The matrix multiplication test shows that the languages are generally able to achieve similar performance for common operations included in most linear algebra libraries. This is unsurprising, as in these cases, the tested language serves mostly as a wrapper around said libraries.
The implementation of the test was relatively simple in all three languages, though Rust required considerable initial setup to get its library to use the BLAS backend. R and Python/Numpy worked effectively out of the box.
The Pearson Correlation test shows a stark difference between the languages, as Rust outperforms R and Python by over an order of magnitude. This is likely because, unlike in the previous test, the functions provided by the underlying linear algebra libraries could not easily be wrapped to implement the desired result, and large parts of the logic had to be coded in the tested language.
Rust does however have some serious drawbacks in regard to data-science. The community and libraries feel younger and less unified than their Python and R equivalents, with many crates being unstable, and using different underlying structures, making combining their functionalities complicated. Rust's borrow checker and extensive compile time error detection, while in part responsible for Rust's speed and safety, can often slow down prototyping, and is in part responsible for the language's very limited support, which are commonly used in data-science.
Due to the immaturity of Rust’s community libraries in cases where performance is vital, you might want to do more in depth research before using it.
Python numpy | R | Rust ndarray | Rust ndarray - OpenBLAS | |
---|---|---|---|---|
Matrix multiplication | 96.5s | 96.28s | 48.36s | 86.82s |
Pearson correlation matrix | 7.85s | 7.98s | 0.18s | 0.64s |
Data scientists love using Python or R. These are very high level languages designed for boosting software development efficiency. The speed of writing code using these languages encourages experimentation, and testing of various ideas and solutions. These make them great tools for research and concept proving. In many cases however at some point we would like to implement the results of the research into a form of software that works at scale. Ideally we could use the same technology for the production code. Nevertheless, the question is, 'how much performance do we have to sacrifice when using interpreted languages over solutions built in low level compiled languages?' The aim of this research is to answer this question.

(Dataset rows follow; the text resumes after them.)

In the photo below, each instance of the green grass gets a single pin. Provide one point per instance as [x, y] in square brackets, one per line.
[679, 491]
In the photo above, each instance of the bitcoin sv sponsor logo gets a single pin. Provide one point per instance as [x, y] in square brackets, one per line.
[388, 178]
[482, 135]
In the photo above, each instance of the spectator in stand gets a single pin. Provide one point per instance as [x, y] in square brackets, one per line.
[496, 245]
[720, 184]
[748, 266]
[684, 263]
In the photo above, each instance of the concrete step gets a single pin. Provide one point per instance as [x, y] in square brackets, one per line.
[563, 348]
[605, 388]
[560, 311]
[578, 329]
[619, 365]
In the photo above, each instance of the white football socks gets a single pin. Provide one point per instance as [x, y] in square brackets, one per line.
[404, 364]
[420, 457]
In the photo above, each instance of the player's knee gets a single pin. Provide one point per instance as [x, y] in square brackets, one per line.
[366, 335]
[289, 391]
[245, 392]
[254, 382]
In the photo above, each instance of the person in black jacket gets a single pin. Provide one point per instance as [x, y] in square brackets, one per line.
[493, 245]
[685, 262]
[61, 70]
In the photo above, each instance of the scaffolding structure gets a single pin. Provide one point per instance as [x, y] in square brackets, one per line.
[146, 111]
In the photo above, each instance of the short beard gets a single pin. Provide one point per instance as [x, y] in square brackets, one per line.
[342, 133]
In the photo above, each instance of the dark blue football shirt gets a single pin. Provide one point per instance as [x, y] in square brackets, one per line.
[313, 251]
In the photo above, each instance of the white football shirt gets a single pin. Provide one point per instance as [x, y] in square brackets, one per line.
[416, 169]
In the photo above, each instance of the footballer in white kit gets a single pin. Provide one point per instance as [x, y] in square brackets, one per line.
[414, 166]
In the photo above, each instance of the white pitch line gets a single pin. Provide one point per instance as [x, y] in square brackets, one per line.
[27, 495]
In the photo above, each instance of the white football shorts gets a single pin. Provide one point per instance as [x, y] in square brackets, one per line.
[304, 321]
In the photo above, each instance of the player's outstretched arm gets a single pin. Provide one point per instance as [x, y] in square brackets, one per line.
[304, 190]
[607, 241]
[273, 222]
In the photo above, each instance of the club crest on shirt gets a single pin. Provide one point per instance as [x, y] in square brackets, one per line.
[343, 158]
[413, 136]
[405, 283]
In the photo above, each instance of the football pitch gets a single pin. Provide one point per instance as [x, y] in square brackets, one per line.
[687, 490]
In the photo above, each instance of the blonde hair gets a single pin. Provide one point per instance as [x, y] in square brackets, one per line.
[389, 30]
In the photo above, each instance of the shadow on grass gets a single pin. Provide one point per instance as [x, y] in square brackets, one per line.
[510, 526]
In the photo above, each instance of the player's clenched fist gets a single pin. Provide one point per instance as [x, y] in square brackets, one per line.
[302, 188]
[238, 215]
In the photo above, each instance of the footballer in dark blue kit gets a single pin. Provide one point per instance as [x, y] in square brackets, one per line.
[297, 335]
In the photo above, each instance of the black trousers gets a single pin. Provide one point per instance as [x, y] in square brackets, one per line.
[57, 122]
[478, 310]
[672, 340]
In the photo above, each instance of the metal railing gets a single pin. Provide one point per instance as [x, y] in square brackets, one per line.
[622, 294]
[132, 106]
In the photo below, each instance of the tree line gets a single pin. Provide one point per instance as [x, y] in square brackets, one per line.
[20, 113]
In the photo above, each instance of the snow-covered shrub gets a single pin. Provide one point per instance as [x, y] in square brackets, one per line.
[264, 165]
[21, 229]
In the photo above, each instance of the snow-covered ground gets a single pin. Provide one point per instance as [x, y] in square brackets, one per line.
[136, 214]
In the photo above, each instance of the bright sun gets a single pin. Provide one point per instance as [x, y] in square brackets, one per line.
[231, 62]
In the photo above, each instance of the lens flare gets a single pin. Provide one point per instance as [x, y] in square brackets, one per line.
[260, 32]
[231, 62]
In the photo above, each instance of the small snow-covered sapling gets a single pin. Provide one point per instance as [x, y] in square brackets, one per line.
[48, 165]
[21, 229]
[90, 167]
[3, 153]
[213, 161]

As a performance oriented counterpart we were chose between C and Rust. Both are very low-level, compiled languages which don't use a garbage collector for managing memory. Both are considered as the languages that can be used to achieve the best speed. From the performance perspective we expect that both technologies can give very similar results. We chose Rust because apart from the performance benchmark we wanted to examine whether this relatively new technology achieved sufficient maturity to be used in live data science/big data projects.
Nowadays big data is quite a popular phrase within the technological field. The idea of 'big data' is to manage and process large volumes of data, while 'data science' means to interpret and analyze data.
Data science projects are crucial and increasingly popular because they drive innovation across various industries and life factors. With the help of statistical models and new machine learning techniques, we can gain very useful insights that can be used to learn what happened, why it happened, and predict what can potentially happen in the future.
As a result, the demand for data science skills and projects continues to rise, making it one of the biggest technological and business related tools today.
Python is a high-level, programming language that has recently evolved significantly and became one of the most popular ones worldwide. Python supports multiple programming paradigms, including procedural, object-oriented, and functional programming, making it a flexible choice for various applications.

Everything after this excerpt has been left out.